Couverture de la BD Épistémé : Eurêka, une histoire des idées scientifiques durant l'antiquité

Découvrez les coulisses de la bande dessinée Épistémè : Eurêka, une histoire des idées scientifiques durant l'antiquité, parue aux éditions La Boîte à bulles, en lisant l'interview de son dessinateur, Jean-Benoît Meybeck.

Comment avez-vous rencontré Pascal Marchand et comment avez-vous abordé ensemble cet album ?

Je connais depuis longtemps Pascal. En plus d’être professeur d’université, il s’occupe de la communication de la section toulousaine de la Ligue des Droits de l’Homme. J’ai été approché par la Ligue des Droits de l’Homme suite à ma première BD, CRA — Centre de Rétention Administrative, publiée chez Des Ronds dans l’O en 2014. C’étaient des témoignages de migrants enfermés dans un de ces centre. J’ai pu réaliser pour eux pas mal d’illustrations ou d’affiches, notamment pour la manifestation annuelle qu’ils organisent, Toulouse en Libertés. C’est Pascal qui gère la com' de cet événement. Voilà comment on s’est connu. Ce bouquin est un projet à lui. Pendant le confinement, il donnait ses cours d’épistémologie en visio. Et il manquait de supports visuels pour intéresser ses étudiants. C’est là qu’il a commencé à réfléchir à la création d’une BD sur l’épistémologie, l’histoire et la philosophie des sciences. De mon côté, je venais de finir ma trilogie CosmoBacchus, une BD documentaire sur le vin en biodynamie qui dénonce la dérive sectaire anthroposophique, et j’étais en plein dans la zététique, un courant de pensée qui promeut l’esprit critique et le scepticisme scientifique. Je cherchais comment approfondir ces sujets, comment permettre aux gens de différencier les croyances des connaissances. Nos préoccupations étaient donc incroyablement en phase  ! J’ai tout de suite accepté son projet : raconter l’histoire des sciences de l’antiquité à nos jours, de façon ludique mais rigoureuse, afin de montrer comment s’est bâti l’édifice scientifique, et ce qui le différencie des croyances religieuses, magiques ou mythologiques.

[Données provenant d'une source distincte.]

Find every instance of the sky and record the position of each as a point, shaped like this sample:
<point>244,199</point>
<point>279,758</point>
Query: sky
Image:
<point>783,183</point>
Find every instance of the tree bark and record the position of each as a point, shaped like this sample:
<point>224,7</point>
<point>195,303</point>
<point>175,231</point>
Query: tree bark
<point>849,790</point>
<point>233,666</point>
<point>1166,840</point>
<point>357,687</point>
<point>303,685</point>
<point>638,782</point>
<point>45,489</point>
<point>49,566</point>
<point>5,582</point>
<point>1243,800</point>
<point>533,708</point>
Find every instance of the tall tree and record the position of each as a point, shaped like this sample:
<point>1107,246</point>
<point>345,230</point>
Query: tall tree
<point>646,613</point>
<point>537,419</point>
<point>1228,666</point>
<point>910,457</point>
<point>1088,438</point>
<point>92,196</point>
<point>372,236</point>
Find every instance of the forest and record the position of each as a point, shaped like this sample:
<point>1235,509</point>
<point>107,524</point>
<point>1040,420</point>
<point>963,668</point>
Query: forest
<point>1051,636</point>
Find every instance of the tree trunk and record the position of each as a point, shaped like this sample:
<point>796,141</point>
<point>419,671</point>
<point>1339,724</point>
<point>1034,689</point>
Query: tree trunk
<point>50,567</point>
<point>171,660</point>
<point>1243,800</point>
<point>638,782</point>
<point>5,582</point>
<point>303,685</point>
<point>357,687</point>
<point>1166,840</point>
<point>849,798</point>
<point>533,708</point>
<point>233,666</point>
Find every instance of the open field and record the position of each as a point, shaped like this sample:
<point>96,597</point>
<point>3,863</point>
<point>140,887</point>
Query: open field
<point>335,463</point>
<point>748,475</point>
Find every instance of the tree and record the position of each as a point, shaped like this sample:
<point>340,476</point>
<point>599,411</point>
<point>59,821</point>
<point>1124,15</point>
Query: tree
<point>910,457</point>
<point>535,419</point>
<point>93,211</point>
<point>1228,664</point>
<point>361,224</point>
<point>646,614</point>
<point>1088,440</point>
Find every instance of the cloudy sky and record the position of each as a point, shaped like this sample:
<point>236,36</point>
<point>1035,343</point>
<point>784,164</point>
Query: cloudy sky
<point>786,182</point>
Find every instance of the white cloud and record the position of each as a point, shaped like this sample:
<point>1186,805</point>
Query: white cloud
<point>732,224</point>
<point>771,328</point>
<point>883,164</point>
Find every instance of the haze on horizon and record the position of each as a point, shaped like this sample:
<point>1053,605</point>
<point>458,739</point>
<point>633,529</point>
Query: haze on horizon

Comment avez-vous décidé de l'orientation graphique de cette BD, et de cette série, qui contient beaucoup de texte, ce qui complique toujours le rôle du dessinateur ?

Il y a en effet beaucoup de texte, qui est indispensable au propos. Je me suis fait surprendre au début et j’ai du retravailler plusieurs fois les typos. J’ai préféré toutefois conserver un lettrage manuel, à la plume, car j’avais peur qu’un lettrage numérique donne un effet très mécanique aux planches, même avec une typo adaptée. Comme mon style de dessin est plutôt gestuel, le contraste aurait été malheureux. Par ailleurs, chaque type de personnages possède une typo qui lui est propre. Cela permet, d’une part, d’affirmer la personnalité de chaque protagoniste ; et d’autre part, de leur attribuer une voix immédiatement reconnaissable visuellement. Cela facilite la lecture en indiquant tout de suite qui parle. La forme des phylactères, elle aussi individualisée, renforce ce dispositif.  Pour alléger l’ensemble, j’ai supprimé le cadre des cases, sauf dans le cas d’un récit imbriqué dans la narration, quand un personnage raconte la vie d’un autre, par exemple. La couleur est également limitée au maximum, ceci dans le but de ne pas y passer des années, mais aussi dans un souci de simplicité et d’allégement de la narration. Enfin, pour compenser le côté extrêmement sérieux et parfois complexe des thèmes abordés, j’ai adopté un dessin vigoureux mais dynamique, gestuel, comique et caricatural. Ce côté “comique” et parfois acerbe se retrouve dans les propos du personnage qui m’incarne. J’ai conçu ces dialogues de façon à “dynamiter” les développements très élaborés proposés par le personnage incarnant Pascal et par les différents “philosophes de la nature”.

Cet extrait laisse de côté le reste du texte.